Esta serie de problemas, aunque sobre todo las inundaciones en su local, ha llevado a Avícola Valleruela, uno de los negocios de la calle Moratín, a enviar un segundo escrito de queja al Ayuntamiento por "mala obra". Antes, en el mes de noviembre y cuando las obras estaban todavía en marcha, enviaron otro por la bajada de ventas generada por los retrasos en la reforma de las vías. Junto a él, otros negocios de la zona también entregaron reclamaciones similares por pérdidas de miles de euros, aunque, como reconocen en Valleruela, los documentos no se lograron remitir de forma conjunta por parte de las cerca de diez empresas que hay en la zona.

A pesar de la bajada de ingresos acusada por todos los establecimientos de Moratín, estos no han recibido contestación por parte del Ayuntamiento de Aranda. "La callada, esa ha sido la contestación", asevera uno de los comerciantes. Ese hecho, la falta de atención, les hace desconfiar de que encuentren una solución a sus problemas. "Después de que no nos hayan respondido antes de terminar las obras, ahora no tenemos ninguna confianza en que nos escuchen".

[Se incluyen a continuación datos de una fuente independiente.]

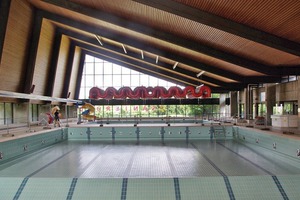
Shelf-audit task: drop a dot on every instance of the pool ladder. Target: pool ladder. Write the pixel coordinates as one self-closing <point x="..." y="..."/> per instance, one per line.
<point x="217" y="131"/>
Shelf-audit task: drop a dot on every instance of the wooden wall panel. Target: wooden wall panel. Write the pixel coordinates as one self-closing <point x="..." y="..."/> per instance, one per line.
<point x="75" y="71"/>
<point x="61" y="67"/>
<point x="287" y="91"/>
<point x="43" y="58"/>
<point x="15" y="46"/>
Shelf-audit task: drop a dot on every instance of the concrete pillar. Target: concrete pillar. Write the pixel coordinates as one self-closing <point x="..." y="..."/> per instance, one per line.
<point x="234" y="103"/>
<point x="270" y="101"/>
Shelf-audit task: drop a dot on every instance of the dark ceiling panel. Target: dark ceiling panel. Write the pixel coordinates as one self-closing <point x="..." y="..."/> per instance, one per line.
<point x="153" y="33"/>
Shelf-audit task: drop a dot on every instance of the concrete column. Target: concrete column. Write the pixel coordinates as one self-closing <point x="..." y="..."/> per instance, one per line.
<point x="234" y="103"/>
<point x="270" y="100"/>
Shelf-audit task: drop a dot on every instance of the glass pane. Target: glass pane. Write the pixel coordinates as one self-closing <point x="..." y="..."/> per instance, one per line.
<point x="162" y="83"/>
<point x="107" y="68"/>
<point x="135" y="80"/>
<point x="117" y="81"/>
<point x="97" y="60"/>
<point x="125" y="70"/>
<point x="90" y="81"/>
<point x="117" y="111"/>
<point x="108" y="111"/>
<point x="99" y="111"/>
<point x="98" y="68"/>
<point x="108" y="81"/>
<point x="153" y="81"/>
<point x="89" y="68"/>
<point x="89" y="58"/>
<point x="99" y="81"/>
<point x="83" y="81"/>
<point x="117" y="69"/>
<point x="126" y="80"/>
<point x="134" y="72"/>
<point x="1" y="113"/>
<point x="144" y="80"/>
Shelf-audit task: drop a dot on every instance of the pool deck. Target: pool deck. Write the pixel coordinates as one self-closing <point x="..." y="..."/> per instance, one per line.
<point x="176" y="170"/>
<point x="24" y="131"/>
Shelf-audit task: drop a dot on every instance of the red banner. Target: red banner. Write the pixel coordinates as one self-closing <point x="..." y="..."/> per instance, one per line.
<point x="150" y="92"/>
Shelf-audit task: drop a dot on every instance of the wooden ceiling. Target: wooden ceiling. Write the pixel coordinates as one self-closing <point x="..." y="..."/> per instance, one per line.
<point x="223" y="44"/>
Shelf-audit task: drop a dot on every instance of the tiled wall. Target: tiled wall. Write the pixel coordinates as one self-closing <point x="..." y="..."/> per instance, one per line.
<point x="20" y="146"/>
<point x="134" y="133"/>
<point x="256" y="138"/>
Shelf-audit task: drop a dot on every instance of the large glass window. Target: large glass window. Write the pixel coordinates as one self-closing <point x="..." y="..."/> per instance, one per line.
<point x="104" y="74"/>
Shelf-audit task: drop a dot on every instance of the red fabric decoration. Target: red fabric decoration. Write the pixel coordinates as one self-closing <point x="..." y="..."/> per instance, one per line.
<point x="150" y="92"/>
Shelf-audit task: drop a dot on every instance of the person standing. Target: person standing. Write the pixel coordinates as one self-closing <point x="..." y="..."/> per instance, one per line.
<point x="56" y="118"/>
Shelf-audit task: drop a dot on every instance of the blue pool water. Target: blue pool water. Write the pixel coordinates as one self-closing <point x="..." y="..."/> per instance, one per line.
<point x="148" y="163"/>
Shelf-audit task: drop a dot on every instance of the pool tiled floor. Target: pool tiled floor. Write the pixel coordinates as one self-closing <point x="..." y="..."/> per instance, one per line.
<point x="201" y="169"/>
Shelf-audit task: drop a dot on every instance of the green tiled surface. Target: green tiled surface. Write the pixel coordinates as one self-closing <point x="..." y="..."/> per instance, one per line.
<point x="149" y="189"/>
<point x="150" y="167"/>
<point x="291" y="185"/>
<point x="254" y="187"/>
<point x="203" y="188"/>
<point x="9" y="186"/>
<point x="49" y="188"/>
<point x="107" y="189"/>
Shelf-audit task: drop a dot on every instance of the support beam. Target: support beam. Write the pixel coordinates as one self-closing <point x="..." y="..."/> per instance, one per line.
<point x="68" y="74"/>
<point x="224" y="24"/>
<point x="165" y="36"/>
<point x="32" y="51"/>
<point x="79" y="75"/>
<point x="4" y="13"/>
<point x="53" y="63"/>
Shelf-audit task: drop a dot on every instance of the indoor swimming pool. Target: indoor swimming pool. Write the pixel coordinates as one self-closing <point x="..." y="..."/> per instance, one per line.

Por su parte, el concejal de Urbanismo, Alfonso Sanz, declara que  sabe que ha habido algunas reclamaciones de las obras y que se ha "intentado que todas las reclamaciones se solventasen", aunque puntualiza que todavía no sabe el resultado de las mismas porque, a pesar de que está "prácticamente  terminado", el "expediente se sigue tramitando". En cuanto a la sanción pendiente de poner a la concesionaria de las obras, la empresa Petrolam, por saltarse la segunda fecha de finalización, del 31 de octubre, el edil del área indica que también "está abierto el expediente" y emplaza su resolución para cuando esté realizada la liquidación del contrato. Poco más adelanta Alfonso Sanz, que no detalla si la sanción obedecerá a la previsión y será similar a la primera interpuesta, de 44.000 euros, ni tampoco si será superior o inferior a dicha cifra.